After the disaster[]
After Carpathia had rescued the survivors, he looked for Helga, Hildur and August Abrahamsson and was given one of the Firemen's overalls to wear. In New York, Eino, Helga and Hildur were taken to a hospital. After staying there for three days, they were taken to a large warehouse where they were given clothes, Eino's overalls being much too big for him. Then they received $50. During the hospital stay, they are said to have been reunited with Helga's husband Erik Aleksanteri Hirvonen and Eino who accompanied them to Monessen, but according to Phillip Gowan "they continued on to Pennsylvania where Eric Hirvonen was waiting".
Later life[]
In May 1912 he was involved in a fight. There had apparently been some misunderstanding with another man and Eino continued to argue with him. Friends of both sides tried to intervene but to no avail, the fight couldn’t be prevented. Eino gave the man a good hit before he disappeared from the scene.

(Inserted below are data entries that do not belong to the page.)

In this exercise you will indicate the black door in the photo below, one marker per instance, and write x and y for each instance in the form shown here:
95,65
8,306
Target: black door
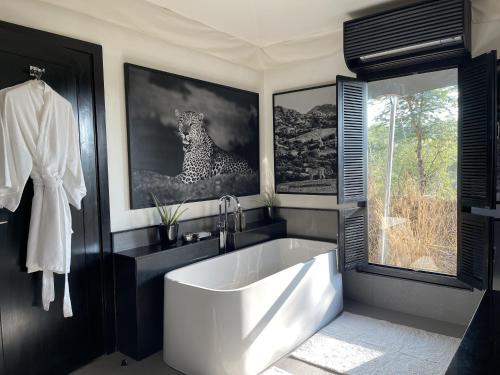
36,341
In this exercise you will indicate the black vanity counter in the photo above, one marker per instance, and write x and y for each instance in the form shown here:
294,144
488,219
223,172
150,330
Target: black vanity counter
139,281
139,275
479,350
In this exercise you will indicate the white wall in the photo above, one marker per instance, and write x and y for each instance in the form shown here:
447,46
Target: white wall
122,45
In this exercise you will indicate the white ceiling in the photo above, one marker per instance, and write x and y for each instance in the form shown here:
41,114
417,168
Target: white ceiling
260,34
267,22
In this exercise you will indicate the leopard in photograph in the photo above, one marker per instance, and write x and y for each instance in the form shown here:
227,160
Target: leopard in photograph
202,157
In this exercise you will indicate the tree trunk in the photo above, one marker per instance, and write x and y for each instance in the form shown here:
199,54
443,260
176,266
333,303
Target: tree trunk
415,105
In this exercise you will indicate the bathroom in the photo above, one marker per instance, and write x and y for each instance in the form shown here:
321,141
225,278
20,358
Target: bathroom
342,223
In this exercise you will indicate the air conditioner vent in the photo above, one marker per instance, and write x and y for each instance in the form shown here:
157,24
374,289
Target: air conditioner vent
424,32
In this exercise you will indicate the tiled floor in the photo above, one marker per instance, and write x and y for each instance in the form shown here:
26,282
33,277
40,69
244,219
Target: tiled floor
154,365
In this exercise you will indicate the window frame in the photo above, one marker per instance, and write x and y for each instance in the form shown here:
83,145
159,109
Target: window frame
407,273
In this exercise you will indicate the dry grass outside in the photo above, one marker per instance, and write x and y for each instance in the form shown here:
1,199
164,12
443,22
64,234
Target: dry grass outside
421,232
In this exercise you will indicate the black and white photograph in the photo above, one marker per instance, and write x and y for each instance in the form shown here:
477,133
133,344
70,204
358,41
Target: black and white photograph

In 1915 Eino, who was now called Ed, moved to Syracuse, New York. He worked as a ‘hammer man’ or ‘clubman’ at the Burke Steel Company.
In the 1920s he became an American citizen and possibly worked at the Halcomb steelworks in Syracuse, he was actually a colleague of his sister’s husband Erik Aleksanteri Hirvonen..He remained in the area until the early 30s.
He often traveled on long trips home to Finland and there became the father of his only child, a son out of wedlock. After the Second World War, he seems to have given up on his former partner and son completely. None of the family members ever heard from him again. He lived a vagabond life, never staying at the same place for a long time and never responding to any of the advertisements that his son Eino and brother Martin placed in various newspapers of the places where Eino had lived after they found some traces of him.
Brother Martin continued for a long time with this search up untill late 1940s, by advertising, writing letters, looking up old friends with whom he had lost contact with in the past. The son Eino Lindquist, who lived in Dalsbruk, was worried that he would never hear from his father again, which unfortunately is how it turned out.
The frantic search for Eino yielded no results and they resignedly accepted that they would probably never know what had happened. Martin died in 1966 without having received any answer. The son Eino died quietly in 1998.
But early in 2000, the mystery could be solved, thanks to clues given by Eino's brother Martin's only child, and Eino's grandson got the answer their father started the search for.
Eino had returned to the United States, after a visit to Finland, and traveled from place to place in the country. In the end, he rented a small, dirty apartment where he could store his few belongings while he unsuccessfully tried to find work. He also suffered from paranoid schizophrenia (which is listed on the death certificate as a contributing cause of death) and was committed to a state mental hospital. There he lived in exile while his family searched in vain for him.
He died on Friday 31st October 1958 of a stroke, aged 66. He was in Napa, California, where he was buried in an unmarked grave. His estate yielded $68.74 and was applied to the $2,665.48 claim made by the Department of Mental Hygiene.